Tak jarang beliau terpeleset, basah kuyup, hingga terlihat kerut kedinginan
diwajahnya. Betapa sulitnya hidup yang kurasakan waktu itu. Tak bisa ku
bayangkan betapa agungnya kasih ibu. Hingga ku teteskan air mata saat ku tulis
kisah ini. Inilah cara beliau mengajari dan mendidikku, dengan cerminan
semangat dan usaha yang beliau tunjukkan. Aku sungguh menghargai dan
menghormati segala perjuangan beliau hingga ku mati.
Seiring
waktu aku tumbuh menjadi seorang laki-laki yang mencoba berbakti kepada orang
tua. Begitu banyak perbedaan yang ku peroleh dari sekelilingku. Dan beragam
pertanyaan dalam otakku yang belum bisa ku mengerti dan ku pahami, karena kini
aku masih berumur 10 tahun. Sosok ibulah yang hanya bisa ku jadikan tempat
untuk mengeluh, berbagi, dan menemukan semua misteri yang tak mampu ku jelaskan. Di kejauhan tampak beliau
dari balik renda-renda jendela sedang duduk di kursi kayu di depan teras
sendirian, kemudian aku pun mendekatinya dengan sejuta pertanyaan yang hendak
ku lontarkan.
“Kok
sifat antara teman-temanku yang satu dengan yang lainnya tidak sama ya, Bu?”
tanya ku seraya merangkul tubuh beliau yang mulai rapuh.
“Itulah yang
namanya perbedaan, Nak! Justru dengan adanya perbedaan itulah kita bisa saling
menghargai dan saling menerima.” Ujar ibu dengan nada yang lembut sekali sambil
sesekali membelai rambutku.
Sekarang
aku mengerti, mengapa Tuhan memberikan aku teman yang sangat beragam budaya dan
cerita, ada suku Jawa, Batak, Padang, dan Lampung. Itu semua agar aku bisa
mengahargai dan menghormati kebiasaan serta kepercayaan meraka, sehingga hidup
ini menjadi lebih indah dan berwarna dengan adanya perbedaan.
Tak
terasa waktu telah mendewasakan aku. Diusia yang telah menginjak umur 15 tahun
ini aku hampir lulus dari bangku sekolah menengah pertama. Aku pun mulai
disibukkan dengan berbagai aktivitas diluar sekolah. Jam pelajaran di sekolah
pun kurasa masih belum cukup untuk menghadapi ujian akhir. Oleh karena itu aku
mengikuti berbagai tambahan pelajaran bahkan hingga mengikuti sebuah bimbingan
belajar. Semangat belajar ku pun terus ku pacu demi sebuah harapan, yaitu lulus
ujian nasional dengan hasil sempurna dan dapat diterima di sekolah tingkat atas
favorit. Meskipun kini aku tak banyak memiliki waktu luang, namun disela-sela
kesibukan tersebut aku menghabiskannya untuk mendekatkan diri kepada orang tua.

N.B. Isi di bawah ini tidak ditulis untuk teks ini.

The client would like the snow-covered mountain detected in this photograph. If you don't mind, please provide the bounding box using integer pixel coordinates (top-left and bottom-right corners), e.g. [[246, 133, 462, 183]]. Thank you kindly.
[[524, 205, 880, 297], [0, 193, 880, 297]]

Karena merekalah yang selalu mendukung dan menyiapkan segala kebutuhanku untuk
hari esok. Hari-hari terasa seperti mengejarku. Tak banyak lagi waktu untuk
bermain dan menghabiskan cerita bersama teman-teman. Hingga tiba pada saat yang
paling ditakutkan, ujian nasional telah tiba.
Pagi
itu aku terbangun diujung sepertiga malam. Aku beranjak dari tempat hangat ku
terjaga. Ku singkapkan selimut yang membalut tubuh serta ku bunuh rasa lelah
dan ngantuk yang menjerat langkahku untuk menundukkan hati kepada Sang Illahi.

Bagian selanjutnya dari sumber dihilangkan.